「ナラ枯れ」を考える青空ミニフォーラム その3

7月10日、早野聖地公園(川崎市麻生区)で「ナラ枯れ」を考える青空ミニフォーラムpart3を開催しました。早野聖地公園里山ボランティア小泉さん、加藤さんにレクチャーいただき、参加者は10人でした。

早野聖地公園里山ボランティアは、里山再生、炭焼き、農業体験、地域とのふれあい、の活動方針で、23年活動されています。早野聖地公園内でナラ枯れを初めて発見されたのは、2020年8月22日。枝打ちを実施後、ボランティアの手で伐採されました。実際木が生えていたところまで歩いて行ってみましたが急傾斜地でたどり着くまで大変でした。この急傾斜地で巨木を安全に伐採するには綿密な計画と15人もの人手が必要だったと聞きました。

いただいた資料には多くの写真が使われており、わかりやすく、「成長して大径化したコナラ林(旧薪炭林)が一面に広がるという状況はかつての里山の姿とは大きく異なっている」という、薪や炭から化石燃料へのエネルギーの転換と管理利用が消滅した里山林の問題が指摘されていました。ナラ枯れした巨木の伐採と炭焼きして活用すること、植林をすること……里山を持続するには人手が必要であり、経費の問題、公有地、民有地の問題など様々な問題が絡み合っていることも改めて考えさせられました。

カシノナガキクイムシが入った木。ポツポツ小さい穴があいています

つくった木炭、竹炭をみせていただきました

 横浜市の公園・樹林地でナラ枯れが最初に発見されたのは2019年。
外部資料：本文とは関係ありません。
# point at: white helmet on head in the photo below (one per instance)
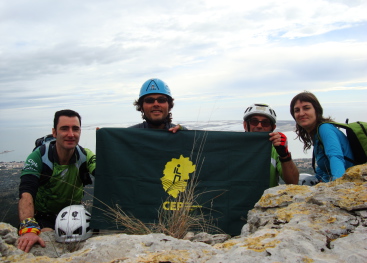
(72, 224)
(260, 109)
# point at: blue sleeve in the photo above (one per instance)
(333, 149)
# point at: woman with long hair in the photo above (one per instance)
(311, 126)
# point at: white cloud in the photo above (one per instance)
(216, 56)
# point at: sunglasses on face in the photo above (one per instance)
(151, 100)
(264, 123)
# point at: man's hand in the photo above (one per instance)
(280, 143)
(175, 129)
(26, 241)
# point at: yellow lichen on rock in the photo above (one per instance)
(282, 196)
(260, 243)
(353, 198)
(166, 256)
(288, 212)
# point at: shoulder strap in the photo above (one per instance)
(47, 163)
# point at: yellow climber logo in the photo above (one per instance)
(176, 174)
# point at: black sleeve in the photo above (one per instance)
(28, 184)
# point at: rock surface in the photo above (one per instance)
(290, 223)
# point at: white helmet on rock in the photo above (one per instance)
(72, 224)
(260, 109)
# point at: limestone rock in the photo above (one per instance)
(290, 223)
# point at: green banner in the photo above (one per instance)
(145, 170)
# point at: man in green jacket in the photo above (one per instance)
(52, 178)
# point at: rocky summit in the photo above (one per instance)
(290, 223)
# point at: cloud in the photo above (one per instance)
(94, 56)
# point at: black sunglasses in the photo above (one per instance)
(151, 100)
(264, 123)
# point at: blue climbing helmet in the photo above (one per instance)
(154, 86)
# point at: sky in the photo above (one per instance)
(217, 57)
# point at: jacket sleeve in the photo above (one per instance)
(30, 175)
(91, 161)
(333, 149)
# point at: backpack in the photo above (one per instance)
(357, 137)
(44, 143)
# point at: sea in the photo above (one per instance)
(17, 143)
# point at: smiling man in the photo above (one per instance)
(155, 103)
(52, 178)
(262, 118)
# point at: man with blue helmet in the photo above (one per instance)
(155, 103)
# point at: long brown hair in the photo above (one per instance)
(302, 134)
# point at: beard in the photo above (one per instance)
(155, 122)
2019年60本、2020年約3,000本、2021年約3,400本。ナラ枯れを含む公園維持管理日は、32億283万円(昨年+6,345万円)の予算が計上されていますが、横浜市の担当者に確認したところ、ナラ枯れ対策にどれくらいかかったか詳細を分けていないことがわかりました。ナラ枯れの調査も行われず、これまでのナラ枯れ対策の費用の検証もできず、今後の見通しもつけられません。また、市の公園、樹林地では点在的な被害で面での被害が出ていないため、現在は植林までは手が回っておらず、公園等の利用者や周辺住民の安全確保を第一に、園路や広場沿い、住宅地や道路に接する外周部を優先して伐採するにとどまっています。

早野聖地公園でのナラ枯れに対して、焼却・炭焼き、木酢液散布、炭にできない木を埋める、ことが実施されています。ナラ枯れした木とそうでない木で、炭になった時の質の差は特に感じられないということでした。この炭は、二ヶ領用水(川崎堀)の水質浄化、麻生区役所のトイレの脱臭に活用され、川崎市のスマートライフスタイル大賞も受賞されました。

木酢液もつくられています

気候危機も待ったなしの今、化石燃料から自然エネルギーへの大きな転換が求められていますが、木と私たちの付き合い方も立ち止まって考える時期に来ています。川崎市など他自治体の対策や市民の活動を参考に、できることから取り組むことが大切と考えます。